= Kevin Kugler =

American sportscaster

Kevin Kugler (born August 1972) is an American sportscaster who works in both radio and television. Kugler is currently employed on television by Fox Sports for NFL, college basketball (including on Big Ten Network), MLB and UFL games. On radio, Kugler is employed by Westwood One as its lead college basketball voice as well as a part of its NFL coverage.

Kugler is based in Omaha, Nebraska, where he hosted a daily sports talk show on KOZN until 2012 when he left to focus on his other duties. He won the Nebraska Sportscaster of the Year award nine times.

==Westwood One==
Kugler has worked for Westwood One's sports broadcasting arm since 2004. That year, he began covering the College World Series for Westwood One and continues to do so to this day. He also was the network's lead voice for NCAA football broadcasts until 2009.

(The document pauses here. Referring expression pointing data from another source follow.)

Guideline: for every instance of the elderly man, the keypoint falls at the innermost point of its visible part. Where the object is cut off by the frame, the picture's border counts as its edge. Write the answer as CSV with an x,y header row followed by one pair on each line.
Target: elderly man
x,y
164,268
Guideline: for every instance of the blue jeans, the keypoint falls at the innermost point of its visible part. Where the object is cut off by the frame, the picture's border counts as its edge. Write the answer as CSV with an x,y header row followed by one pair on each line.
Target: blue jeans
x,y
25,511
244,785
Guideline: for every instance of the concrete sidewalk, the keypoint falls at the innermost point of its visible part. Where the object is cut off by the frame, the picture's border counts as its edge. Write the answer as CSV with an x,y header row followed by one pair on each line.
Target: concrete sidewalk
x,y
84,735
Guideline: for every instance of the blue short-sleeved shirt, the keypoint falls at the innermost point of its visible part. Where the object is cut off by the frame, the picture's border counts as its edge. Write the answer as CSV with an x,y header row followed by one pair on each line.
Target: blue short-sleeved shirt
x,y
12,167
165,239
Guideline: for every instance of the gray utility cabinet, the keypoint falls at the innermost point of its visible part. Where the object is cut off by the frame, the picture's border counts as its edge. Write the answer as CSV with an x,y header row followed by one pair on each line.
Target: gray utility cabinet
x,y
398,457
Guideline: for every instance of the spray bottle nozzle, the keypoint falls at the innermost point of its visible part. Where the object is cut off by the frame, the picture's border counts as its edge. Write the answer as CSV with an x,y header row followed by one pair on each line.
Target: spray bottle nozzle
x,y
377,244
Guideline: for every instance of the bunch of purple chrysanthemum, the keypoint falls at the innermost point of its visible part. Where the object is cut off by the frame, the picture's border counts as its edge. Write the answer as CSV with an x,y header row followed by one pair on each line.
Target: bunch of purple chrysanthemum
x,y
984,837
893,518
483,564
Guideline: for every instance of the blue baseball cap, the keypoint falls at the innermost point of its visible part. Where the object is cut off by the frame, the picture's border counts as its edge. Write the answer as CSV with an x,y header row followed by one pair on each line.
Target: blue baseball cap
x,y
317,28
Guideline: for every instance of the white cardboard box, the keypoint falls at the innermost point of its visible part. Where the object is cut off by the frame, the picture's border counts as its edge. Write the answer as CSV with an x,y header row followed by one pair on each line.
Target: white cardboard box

Upon the death of Harry Kalas, Kugler was promoted to Westwood One's NFL broadcasts to take his place alongside color analyst and former Pittsburgh Steelers quarterback Mark Malone. The two have worked together since the 2009 season. Beginning in 2012, Kugler is the primary substitute announcer for Dial Global's Sunday night coverage, replacing Howard David as Dave Sims' substitute when Sims' Seattle Mariners broadcasting duties keep him away from the booth. Kugler and Sims switched assignments in 2013, with Kugler taking over Sunday Night Football alongside analyst James Lofton. In 2016, Kugler substituted for Kevin Harlan on two Monday Night Football games during that year's season.

In 2008, Kugler replaced Harlan as Westwood One's lead play-by-play voice for the Final Four and has called the games ever since alongside John Thompson and Bill Raftery.

In 2025, Kugler replaced Ian Eagle as the radio voice of Thursday Night Football, while Eagle has been named the lead announcer of NBA on Prime Video.

==Other duties==
In 2011, Kugler joined the Big Ten Network as a commentator for football and basketball, among other sports. He also joined former Jacksonville Jaguars and Houston Texans offensive lineman (and Dial Global colleague) Tony Boselli as the preseason television broadcast team for the Jaguars. He also calls The Masters golf for Dial Global. He served as an anchor and called play-by-play for Basketball at the 2012 Summer Olympics for Dial Global. In addition to the Big Ten Network, Kugler will also do play-by-play for Fox College Hoops. For the 2013-14 college basketball season, Kugler served as the number two play-by-play man for the Big Ten Network and called first round games for the 2014 Big Ten Men's Basketball Tournament for the BTN alongside Stephen Bardo.

Kugler was joined by Matt Millen on college football Saturdays in the fall of 2015 as part of BTN's lead team covering college football.

On June 5, 2018, Kugler served as the play-by-play man for an MLB on Fox game between the Miami Marlins and St. Louis Cardinals. He would later fill in on Fox's coverage of a Week 8 NFL game between the Seattle Seahawks and Detroit Lions for Thom Brennaman, who took the place of Joe Buck while the latter called the World Series.

Kugler’s role with Fox expanded just before the 2020 season, as he was promoted to regular play-by-play announcer after Brennaman resigned when he made homophobic comments on air during a Cincinnati Reds game. Kugler continued to make appearances on college basketball broadcasts, and fill-in on select MLB games. In December 2022, he got the assignment as the play-by-play announcer at the NFL game between the Miami Dolphins and the Buffalo Bills on NFL Network.

==Personal life==
Kugler is a 1994 graduate of the University of Nebraska–Lincoln College of Journalism and Mass Communications.